Performs OCR using tesseract or uses cached results :param ocr_path: Root path of OCR files :param image_path: Root path of image files :param language: Langauge of the slides

Returns:

Extracted text

graphai.core.video.video_utils.generate_img_and_ocr_paths_and_perform_tesseract_ocr(input_folder_with_path, k, language=None)
class graphai.core.video.video_utils.NLPModels

Bases: object

load_nlp_models()

Lazy-loads and returns the NLP models used for local OCR in slide detection :returns: The NLP model dict

get_words(text, lang='en', valid_only=False)
get_text_word_vector(text, lang='en', valid_only=True)
get_text_word_vector_using_words(words, lang='en')
graphai.core.video.video_utils.get_cosine_sim(v1, v2)
graphai.core.video.video_utils.frame_ocr_distance(input_folder_with_path, k1, k2, nlp_models: NLPModels, language=None)
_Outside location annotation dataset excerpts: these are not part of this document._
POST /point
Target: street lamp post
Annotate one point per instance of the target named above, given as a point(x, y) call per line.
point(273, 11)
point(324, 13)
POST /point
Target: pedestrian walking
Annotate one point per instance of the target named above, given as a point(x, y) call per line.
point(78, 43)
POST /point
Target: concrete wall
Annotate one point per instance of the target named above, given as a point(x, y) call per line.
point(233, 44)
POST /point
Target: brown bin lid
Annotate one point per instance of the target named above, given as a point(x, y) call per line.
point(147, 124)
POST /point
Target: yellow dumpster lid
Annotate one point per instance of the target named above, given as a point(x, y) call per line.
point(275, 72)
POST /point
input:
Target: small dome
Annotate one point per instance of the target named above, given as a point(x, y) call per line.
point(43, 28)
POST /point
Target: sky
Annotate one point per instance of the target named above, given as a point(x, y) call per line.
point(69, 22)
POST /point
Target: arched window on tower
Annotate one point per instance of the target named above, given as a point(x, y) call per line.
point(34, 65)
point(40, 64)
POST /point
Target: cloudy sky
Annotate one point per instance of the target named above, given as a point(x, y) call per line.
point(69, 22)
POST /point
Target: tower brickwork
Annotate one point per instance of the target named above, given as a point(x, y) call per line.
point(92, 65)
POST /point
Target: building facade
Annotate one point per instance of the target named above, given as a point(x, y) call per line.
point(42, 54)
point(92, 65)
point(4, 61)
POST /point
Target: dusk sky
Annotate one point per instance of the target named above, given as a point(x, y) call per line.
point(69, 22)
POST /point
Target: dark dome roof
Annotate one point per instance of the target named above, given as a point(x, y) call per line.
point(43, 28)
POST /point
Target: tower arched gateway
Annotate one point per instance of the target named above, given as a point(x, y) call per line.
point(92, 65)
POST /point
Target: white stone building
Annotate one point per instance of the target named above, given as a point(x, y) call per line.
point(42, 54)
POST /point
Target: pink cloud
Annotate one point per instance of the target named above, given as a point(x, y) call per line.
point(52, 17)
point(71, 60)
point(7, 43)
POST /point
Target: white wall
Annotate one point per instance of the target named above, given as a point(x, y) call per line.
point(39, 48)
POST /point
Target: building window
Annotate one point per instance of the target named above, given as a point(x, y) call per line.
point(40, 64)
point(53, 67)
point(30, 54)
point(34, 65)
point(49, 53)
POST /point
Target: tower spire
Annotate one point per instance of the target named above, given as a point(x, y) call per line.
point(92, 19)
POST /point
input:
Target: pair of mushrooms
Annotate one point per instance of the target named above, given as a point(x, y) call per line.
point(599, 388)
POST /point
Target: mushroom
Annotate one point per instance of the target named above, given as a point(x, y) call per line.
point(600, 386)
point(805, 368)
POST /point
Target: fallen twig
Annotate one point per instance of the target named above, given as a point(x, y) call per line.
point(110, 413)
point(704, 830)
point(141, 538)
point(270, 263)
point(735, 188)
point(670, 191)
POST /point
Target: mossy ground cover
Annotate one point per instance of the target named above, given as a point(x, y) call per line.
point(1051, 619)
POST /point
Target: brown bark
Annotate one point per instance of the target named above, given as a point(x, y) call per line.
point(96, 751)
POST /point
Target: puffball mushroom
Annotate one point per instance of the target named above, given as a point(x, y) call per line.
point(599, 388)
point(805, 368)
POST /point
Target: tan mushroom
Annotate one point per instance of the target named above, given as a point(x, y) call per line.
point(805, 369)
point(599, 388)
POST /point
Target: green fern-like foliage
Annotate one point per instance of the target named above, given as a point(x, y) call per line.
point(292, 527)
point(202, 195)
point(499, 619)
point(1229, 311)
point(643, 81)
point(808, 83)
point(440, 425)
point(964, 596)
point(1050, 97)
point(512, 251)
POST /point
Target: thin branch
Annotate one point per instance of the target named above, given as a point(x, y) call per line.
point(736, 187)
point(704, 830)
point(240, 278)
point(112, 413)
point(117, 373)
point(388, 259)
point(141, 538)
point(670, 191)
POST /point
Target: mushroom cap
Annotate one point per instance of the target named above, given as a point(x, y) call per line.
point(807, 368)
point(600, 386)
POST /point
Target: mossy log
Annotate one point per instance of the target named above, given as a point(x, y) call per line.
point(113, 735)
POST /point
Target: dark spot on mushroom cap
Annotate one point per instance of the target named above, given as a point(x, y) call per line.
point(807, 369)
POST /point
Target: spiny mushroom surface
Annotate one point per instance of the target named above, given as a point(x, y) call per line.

Computes OCR distance between two frames :param input_folder_with_path: Full path of input image folder :param k1: Index of frame 1 :param k2: Index of frame 2 :param nlp_models: NLP models used to compute distance between OCR results :param language: Language of the text in the input images

Returns:

Distance between the two frames

graphai.core.video.video_utils.frame_hash_similarity(input_folder_with_path, k1, k2)

Computes the hash-based similarity between two frames :param input_folder_with_path: Full path of the input image folder :param k1: Index of frame 1 :param k2: Index of frame 2

Returns:

Similarity between the two frames (between 0 and 1)

graphai.core.video.video_utils.compute_ocr_noise_level(input_folder_with_path, frame_sample_indices, nlp_models, language=None)

Computes noise values for a sequence of frames :param input_folder_with_path: Full path of the input image folder :param frame_sample_indices: Indices of the sampled frames :param nlp_models: The NLP models used for the OCR distance :param language: Language of the slides

Returns:

List of distances identified as noise (i.e. below the default noise threshold)

graphai.core.video.video_utils.compute_ocr_threshold(distance_list, multiplier=5, default_threshold=0.05)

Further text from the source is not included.